住まい・不動産

「老親の家」の売却 親の生前にすべきか、死後にすべきか

 維持するのもお金がかかる。税理士の保手浜洋介さんが話す。

「誰も住んでいなくても、固定資産税と都市計画税がかかります。首都圏郊外の一戸建ての場合、年間15万~20万円ほど。それだけでなく、倒壊などの恐れがある『特定空き家』に指定されてしまったら、土地の固定資産税はこの6倍、都市計画税は3倍に跳ね上がります。解体して更地にしたとしても、解体費用のほか、税金は同様に6倍に。空き家になる前の『生前』に手を打つことが大切なのです」

 とりあえず親が亡くなるまで放っておこう―─そういう考えも「負け組」へ一直線。
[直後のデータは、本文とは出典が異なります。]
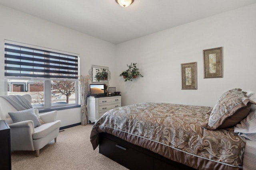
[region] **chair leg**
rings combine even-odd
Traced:
[[[38,157],[39,156],[40,150],[39,149],[38,150],[36,150],[36,156]]]

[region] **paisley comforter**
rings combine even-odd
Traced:
[[[96,122],[91,142],[95,149],[106,132],[197,169],[242,169],[246,139],[232,129],[204,127],[212,109],[159,103],[115,108]]]

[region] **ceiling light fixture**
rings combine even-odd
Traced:
[[[134,0],[116,0],[117,3],[123,7],[127,7],[132,4]]]

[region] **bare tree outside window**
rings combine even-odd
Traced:
[[[52,80],[52,95],[56,98],[66,96],[66,102],[69,103],[70,97],[76,92],[76,82],[72,81]]]

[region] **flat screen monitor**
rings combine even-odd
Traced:
[[[104,93],[104,84],[90,84],[90,90],[92,96],[105,96]]]

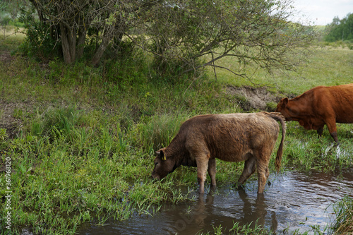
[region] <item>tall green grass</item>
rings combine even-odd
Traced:
[[[103,225],[109,217],[148,212],[152,205],[191,200],[175,186],[196,189],[196,169],[180,167],[163,181],[153,181],[154,151],[167,146],[193,116],[242,112],[224,87],[253,84],[220,71],[217,82],[205,75],[161,75],[143,59],[145,54],[135,55],[140,57],[100,68],[21,56],[0,60],[0,104],[16,107],[11,113],[0,110],[1,123],[11,127],[0,128],[0,163],[11,159],[13,233],[30,227],[35,234],[74,234],[85,222]],[[249,71],[258,85],[288,94],[352,81],[352,51],[318,49],[311,60],[301,75]],[[8,115],[17,121],[8,123]],[[338,126],[340,150],[329,147],[327,129],[318,138],[295,122],[287,126],[282,169],[330,171],[352,164],[352,124]],[[270,166],[273,172],[273,162]],[[242,163],[217,161],[218,185],[234,183],[241,170]],[[1,198],[5,179],[1,173]],[[0,205],[0,218],[6,212]],[[3,219],[0,224],[1,233],[8,232]]]

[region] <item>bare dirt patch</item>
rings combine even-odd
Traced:
[[[0,51],[0,61],[9,62],[13,60],[14,57],[11,55],[8,51]]]
[[[227,86],[226,92],[238,100],[239,105],[246,111],[259,109],[273,112],[278,102],[285,97],[280,93],[273,94],[265,87]]]

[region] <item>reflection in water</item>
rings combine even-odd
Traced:
[[[345,195],[353,196],[352,169],[340,174],[286,172],[270,177],[271,186],[257,195],[257,181],[248,183],[245,190],[211,188],[198,195],[196,202],[164,206],[153,217],[138,215],[123,222],[110,221],[104,227],[86,224],[79,234],[196,234],[213,231],[222,225],[228,231],[234,222],[252,222],[282,233],[323,230],[332,214],[330,206]]]

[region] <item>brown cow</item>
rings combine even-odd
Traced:
[[[288,100],[282,99],[275,112],[287,121],[297,121],[307,130],[317,130],[321,135],[325,124],[338,143],[336,122],[353,123],[353,84],[319,86]]]
[[[181,165],[198,167],[200,193],[204,192],[206,171],[216,185],[216,161],[245,161],[238,182],[242,184],[258,169],[258,193],[269,176],[268,162],[282,125],[282,140],[276,157],[279,170],[285,135],[285,117],[280,113],[201,115],[185,121],[170,145],[157,151],[154,179],[161,179]]]

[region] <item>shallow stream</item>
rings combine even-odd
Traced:
[[[213,234],[213,227],[229,231],[234,222],[257,224],[282,234],[323,231],[335,219],[333,203],[344,195],[353,196],[353,168],[335,173],[286,171],[270,175],[272,183],[262,196],[257,195],[257,181],[238,191],[222,186],[205,194],[196,192],[191,203],[165,205],[154,216],[136,215],[129,219],[107,221],[106,226],[86,224],[78,234]]]

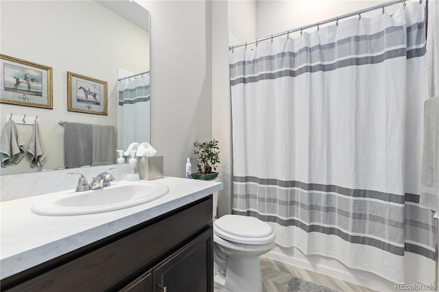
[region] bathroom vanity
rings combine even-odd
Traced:
[[[1,291],[213,291],[211,194],[222,184],[153,182],[169,193],[102,213],[32,213],[47,195],[2,202]]]

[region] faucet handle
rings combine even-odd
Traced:
[[[115,177],[112,176],[112,175],[108,172],[110,171],[115,170],[115,169],[116,169],[115,167],[108,169],[106,170],[105,171],[104,171],[102,173],[99,174],[97,176],[102,175],[104,178],[104,180],[105,180],[105,182],[110,182],[112,180],[115,180]]]
[[[78,172],[70,172],[67,174],[69,175],[72,174],[77,174],[78,175],[80,175],[80,179],[78,181],[78,185],[76,186],[76,189],[75,190],[75,191],[82,192],[83,191],[88,191],[88,189],[90,189],[87,179],[85,176],[84,176],[84,175],[82,175],[82,173],[80,173]]]

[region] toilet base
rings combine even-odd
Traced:
[[[218,273],[215,284],[233,292],[261,292],[262,276],[259,256],[228,256],[226,277]]]

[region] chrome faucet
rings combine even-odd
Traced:
[[[110,169],[104,172],[98,174],[91,180],[91,182],[88,184],[87,179],[82,173],[73,172],[67,174],[77,174],[80,175],[80,179],[78,181],[78,185],[75,189],[75,192],[83,192],[85,191],[95,190],[96,188],[104,188],[106,186],[110,186],[110,182],[115,180],[115,177],[111,173],[108,173],[108,171],[115,169]]]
もし売却するなら親の生前にするのが「勝ち組」だ。税理士の福田真弓さんが話す。

「自宅を売却する際、生前には、譲渡所得から3000万円が控除されて税金が計算される『マイホームを売ったときの特例』があり、死後にも、同じく3000万円が譲渡所得から控除される『被相続人の居住用財産(空き家)を売ったときの特例』があります。どちらも金額は同じですが、死後の特例は適用条件が非常に厳しい。逆に、前者の適用のハードルは低いので、『生前』に特例を利用することをお勧めします」

 ただし、注意も必要だ。売る前に一度、短期間でも家を貸してしまったら、この特例は使えなくなる。有利に売るため、「生前」に親と「家をどうしたいか」をしっかり話し合えるかが大切だ。